Qui s’indigne du sort des chrétiens d’Orient ? Ni les musulmans, ni les juifs. Ni, surtout, les catholiques, y compris en France. Cette minorité est humiliée, persécutée parfois (Raphaël Delpard, La Persécution des chrétiens, Michel Lafon). Les chrétiens de Terre sainte, ce lieu qui les vit naître et prospérer 600 ans avant Mahomet, étaient encore 20 % au milieu du XX e siècle, 2 % aujourd’hui. La sublimation du martyre ne peut expliquer, chez leurs frères d’Occident, ce désintérêt pour le dépérissement de leur culture originelle. L’abandon ressemble, oui, à un renoncement.
La Jordanie modérée, première étape du Pape cette semaine, fait figure d’exception, en autorisant la communauté catholique à construire sur son sol des églises et une université. Mais la réciprocité est un leurre, dans la plupart des pays islamiques : ils refusent aux « infidèles » les droits, et plus encore, accordés aux musulmans en Occident.

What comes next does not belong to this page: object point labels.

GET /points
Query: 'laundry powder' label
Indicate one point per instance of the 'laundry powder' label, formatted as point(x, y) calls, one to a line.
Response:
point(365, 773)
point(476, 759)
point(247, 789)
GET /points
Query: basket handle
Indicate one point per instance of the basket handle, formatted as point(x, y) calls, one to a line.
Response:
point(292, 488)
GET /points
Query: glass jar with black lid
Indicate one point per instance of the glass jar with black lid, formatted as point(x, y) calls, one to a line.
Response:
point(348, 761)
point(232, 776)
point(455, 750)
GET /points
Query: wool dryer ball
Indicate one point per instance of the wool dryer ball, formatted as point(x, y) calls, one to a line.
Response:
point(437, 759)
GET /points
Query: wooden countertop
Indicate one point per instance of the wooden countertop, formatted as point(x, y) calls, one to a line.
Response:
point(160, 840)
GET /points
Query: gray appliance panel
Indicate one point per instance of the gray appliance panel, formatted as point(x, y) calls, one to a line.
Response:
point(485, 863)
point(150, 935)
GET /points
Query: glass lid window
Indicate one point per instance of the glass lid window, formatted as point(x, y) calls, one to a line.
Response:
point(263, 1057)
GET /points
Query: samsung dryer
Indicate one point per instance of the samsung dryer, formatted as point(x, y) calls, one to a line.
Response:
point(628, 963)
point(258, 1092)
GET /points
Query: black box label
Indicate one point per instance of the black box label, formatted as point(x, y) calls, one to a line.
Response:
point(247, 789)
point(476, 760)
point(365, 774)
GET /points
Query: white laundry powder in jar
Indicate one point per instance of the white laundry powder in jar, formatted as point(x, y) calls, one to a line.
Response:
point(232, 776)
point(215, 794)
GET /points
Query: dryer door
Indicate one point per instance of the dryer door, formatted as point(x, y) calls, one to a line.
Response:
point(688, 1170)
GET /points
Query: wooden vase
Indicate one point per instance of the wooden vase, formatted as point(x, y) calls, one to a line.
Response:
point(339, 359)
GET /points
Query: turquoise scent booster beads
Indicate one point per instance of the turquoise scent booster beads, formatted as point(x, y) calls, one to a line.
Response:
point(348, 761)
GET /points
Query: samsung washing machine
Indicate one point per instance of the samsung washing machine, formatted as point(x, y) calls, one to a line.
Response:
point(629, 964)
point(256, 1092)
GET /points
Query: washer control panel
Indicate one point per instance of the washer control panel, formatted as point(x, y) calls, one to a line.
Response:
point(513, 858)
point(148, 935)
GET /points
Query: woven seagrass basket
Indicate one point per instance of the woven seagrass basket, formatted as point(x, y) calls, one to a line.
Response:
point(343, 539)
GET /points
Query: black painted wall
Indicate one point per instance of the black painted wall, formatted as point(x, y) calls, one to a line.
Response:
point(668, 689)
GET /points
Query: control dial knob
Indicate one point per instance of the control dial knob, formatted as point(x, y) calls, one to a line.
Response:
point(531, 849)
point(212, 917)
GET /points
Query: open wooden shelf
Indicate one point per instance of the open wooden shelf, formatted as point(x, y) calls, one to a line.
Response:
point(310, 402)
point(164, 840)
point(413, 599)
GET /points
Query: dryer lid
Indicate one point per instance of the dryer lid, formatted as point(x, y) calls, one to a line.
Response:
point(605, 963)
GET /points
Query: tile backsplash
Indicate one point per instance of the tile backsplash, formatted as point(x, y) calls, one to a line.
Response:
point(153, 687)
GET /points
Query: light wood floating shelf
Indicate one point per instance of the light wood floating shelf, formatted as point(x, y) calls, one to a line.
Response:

Au mieux, les parias restent dhimmis, sujets de second rang. Au pire, ils deviennent indésirables, sous la pression d’un renouveau du djihad.
À écouter les commentaires, Benoît XVI devrait inlassablement s’excuser : devant les musulmans, pour avoir évoqué, il y a trois ans à Ratisbonne, la violence de l’islam quand il se détache de la raison ; devant les juifs, par une accumulation de pénibles soupçons qui voudraient rendre le Pape, en dépit de ses convictions toujours réaffirmées, insensible à la Shoah et à l’antisémitisme. Pourquoi ne pas demander, plutôt, l’expression d’une solidarité sur le sort des chrétiens d’Orient, arabes pour la plupart ?
Le plus consternant demeure l’indifférence de l’Europe, confrontée à ce lent effacement des chrétiens, écartés par l’État hébreu lui-même de certains emplois ou formations supérieures (La Croix, 12 mai). L’apathie de l’Occident face à la christianophobie des fondamentalistes (qui s’exerce actuellement contre les Coptes d’Égypte, sous la pression des Frères musulmans) souligne un manque de solidarité. Il dit tout sur la vulnérabilité d’une civilisation qui, sauf en Israël, n’éprouve pas le besoin de se protéger d’une subversion.
Faudrait-il avoir honte de vouloir défendre, en Orient comme en Occident, la culture humaniste que porte le catholicisme ? C’est cette question que le Pape a posée en Jordanie, en demandant aux fidèles de « ne jamais oublier la grande dignité qui vient de votre héritage chrétien ». Il a rappelé, en terre d’islam, la Déclaration universelle des droits de l’homme de 1948, que les pays musulmans ont refusé dernièrement de cautionner à Genève (Durban II). Cet homme doux ne baisse pas les bras.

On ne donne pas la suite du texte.